Jakarta, FORTUNE — Indonesia terlihat berupaya menghadapi kebijakan tarif tinggi terbaru yang diterapkan oleh Amerika Serikat terhadap sejumlah negara, termasuk Indonesia, dengan tenang. Pemerintah memilih jalur negosiasi sebagai respons utama, yang dengan demikian menunjukkan komitmen terhadap diplomasi dagang demi menjaga stabilitas hubungan ekonomi bilateral dan mendorong pertumbuhan perdagangan di antara kedua negara.
Kebijakan tarif tambahan ini diumumkan oleh Presiden Amerika Serikat, Donald Trump, pada Rabu (2/4), dan menyasar lebih dari 60 negara. Indonesia termasuk dalam delapan negara yang mengalami kenaikan tarif signifikan, yakni mencapai 32 persen. Beberapa negara tetangga di Asia Tenggara seperti Malaysia, Kamboja, Vietnam, dan Thailand juga turut merasakan dampaknya.

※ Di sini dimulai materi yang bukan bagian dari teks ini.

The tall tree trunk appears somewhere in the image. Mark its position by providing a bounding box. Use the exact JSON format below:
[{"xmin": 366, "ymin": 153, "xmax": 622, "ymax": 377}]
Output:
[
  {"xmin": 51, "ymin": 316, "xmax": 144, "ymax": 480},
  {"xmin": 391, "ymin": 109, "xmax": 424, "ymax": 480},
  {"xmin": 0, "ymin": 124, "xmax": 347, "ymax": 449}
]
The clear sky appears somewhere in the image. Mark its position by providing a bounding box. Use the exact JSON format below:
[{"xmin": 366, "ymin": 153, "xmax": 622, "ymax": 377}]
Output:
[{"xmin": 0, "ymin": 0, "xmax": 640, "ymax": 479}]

Menanggapi kebijakan tersebut, Menteri Koordinator Bidang Perekonomian, Airlangga Hartarto, mengatakan Indonesia tidak akan terpancing melakukan aksi balasan dengan menaikkan tarif. Sebaliknya, pemerintah memilih pendekatan lebih konstruktif melalui diplomasi dagang, bekerja sama dengan negara-negara ASEAN lainnya.
“ASEAN akan memutamakan negosiasi. Jadi ASEAN tidak mengambil aksi retaliasi. Indonesia dan Malaysia akan mendorong TIFA (Trade and Investment Framework Agreement),” kata Airlangga dalam acara konferensi pers di kantor Kemenko Perekonomian, Senin (7/4).
Airlangga menilai TIFA, yang merupakan kerangka kerja sama perdagangan dan investasi antara Indonesia dan Amerika Serikat sejak 1996, telah banyak mengandung isu yang tidak lagi relevan dengan kondisi perdagangan global saat ini.
Oleh karena itu, Indonesia akan mendorong pembaruan berbagai kebijakan dalam TIFA, mencakup isu-isu tarif, hambatan non-tarif, serta strategi untuk meningkatkan volume perdagangan. Salah satu fokus utamanya adalah upaya untuk mengurangi defisit perdagangan AS terhadap Indonesia yang saat ini mencapai sekitar US$18 miliar.
Dorong penurun defisit perdagangan AS
“Arahan Presiden adalah bagaimana delta impor-ekspor kita bisa dipersempit. Salah satunya dengan meningkatkan impor produk dari Amerika, termasuk gandum, kapas, hingga komponen proyek strategis nasional seperti refinery,” kata Airlangga.
Dalam upaya menyeimbangkan neraca perdagangan, Indonesia tengah melakukan kajian mendalam terhadap sektor-sektor ekspor utama AS ke Indonesia, seperti produk ICT (Information and Communication Technology) dan semikonduktor. Pemerintah mempertimbangkan opsi penurunan beberapa jenis pajak, termasuk PPh dan PPN impor, dengan harapan dapat meningkatkan daya tarik produk-produk tersebut di pasar domestik.
Selain itu, Indonesia akan mengambil pendekatan berbasis data dengan melakukan penyelarasan daftar 10 produk ekspor dan impor teratas antara kedua negara. Produk-produk unggulan Indonesia, seperti elektronik, sepatu, dan furnitur kayu, diharapkan dapat mempertahankan daya saingnya di pasar AS. Sementara itu, produk-produk penting AS, seperti kedelai, kapas, dan jagung, akan diberi peluang untuk masuk lebih banyak ke pasar Indonesia.
Airlangga juga mengungkapkan hampir seluruh negara anggota ASEAN memilih jalur negosiasi dalam menghadapi kebijakan tarif AS ini. Bahkan, Vietnam telah mengambil langkah proaktif dengan menurunkan tarif impornya menjadi 0 persen untuk sebagian besar produk.
Malaysia, Kamboja, dan Thailand juga mengikuti langkah serupa, yang membuka jalan bagi ASEAN untuk menyampaikan sikap bersama dalam pertemuan Menteri Perdagangan ASEAN yang dijadwalkan pada 10 April mendatang, yang lokasi pertemuannya tidak disebutkan oleh Airlangga.
“Proposal yang akan dibawa dari Indonesia ke Amerika sudah kami siapkan. Intinya adalah memperbesar nilai transaksi perdagangan dua arah, mengurangi defisit AS, dan memperbaharui kebijakan kerja sama dalam TIFA agar lebih relevan dan saling menguntungkan,” kata Airlangga.